J'ai mis roman dans le titre de mon billet, parce que l'auteure elle-même emploie le terme en quatrième de couverture :

"Ce livre, écrit à vif, est le roman de cette traversée."

C'est un roman d'amours : amour de la fuite (fugue adolescente, voyages lointains et solitaires, ruptures), amour de la course à pied (records d'athlétisme), amour des hauteurs (sommets himalayens), amour des bêtes (sauf les chiens), amour du voyage (les odysées : Turquie, Iran, Afghanistan, Inde, Cachemire, Népal, Irak Syrie, Liban), amour du risque (Beyrouth 1978 dont il garde les stigmates, au sens propre), amour de la littérature (la vraie), etc.

On le sait bien, toutes les amours ne sont pas des amours heureuses, et pire que tout : les histoires d'amour finissent mal en général. Les ruptures, ça aussi c'est son trip à BW. Pas le genre à être planté, c'est lui qui se trisse. Enfin ça c'était avant Lydie. Sans que cela soit écrit vraiment, on ressent dans la narration que depuis vingt-cinq années qu'ils se connaissent, il s'est apaisé, socialisé, domestiqué. Ce sont aussi de petites touches de complicité conjugale, des annotations quotidiennes, des moqueries et des petites piques répétitives, qui émaillent les récits monologués de l'éditeur-routard et adoucissent (féminisent) la violence du compte rendu des expériences qu'il a vécues, parfois extrêmes, insupportables.

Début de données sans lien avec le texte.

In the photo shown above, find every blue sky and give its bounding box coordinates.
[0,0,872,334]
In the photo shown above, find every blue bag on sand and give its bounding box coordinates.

A un moment, à l'occasion d'une digression, LS jusqu'ici très en retrait, mêle tout à coup sa voix à celle de BW, prend la parole et passe devant lui ! C'est pour dire qu'au moins sur un point, ils se ressemblent ! LS analyse abondamment leur commune maladresse à s'exprimer en public et conclut :

"Comment se défait-on de cette inaptitude ? Notre amour démesuré pour les grâces de l'écrit serait-il le revers triomphant de notre balourdise orale ? Son remède ? Sa vengeance ?
Possible. Possible."

Loué soit ce handicap dont souffrent le personnage et son auteur. D'autres nous auraient balancé un épais document-témoignage-de-vie mal ficelé, re-writé à partir de la captation audio d'entretiens impersonnels avec un journaliste stressé, et publié sous la couverture illustrée d'un ciel plein de cerf-volants. Tout le contraire de BW.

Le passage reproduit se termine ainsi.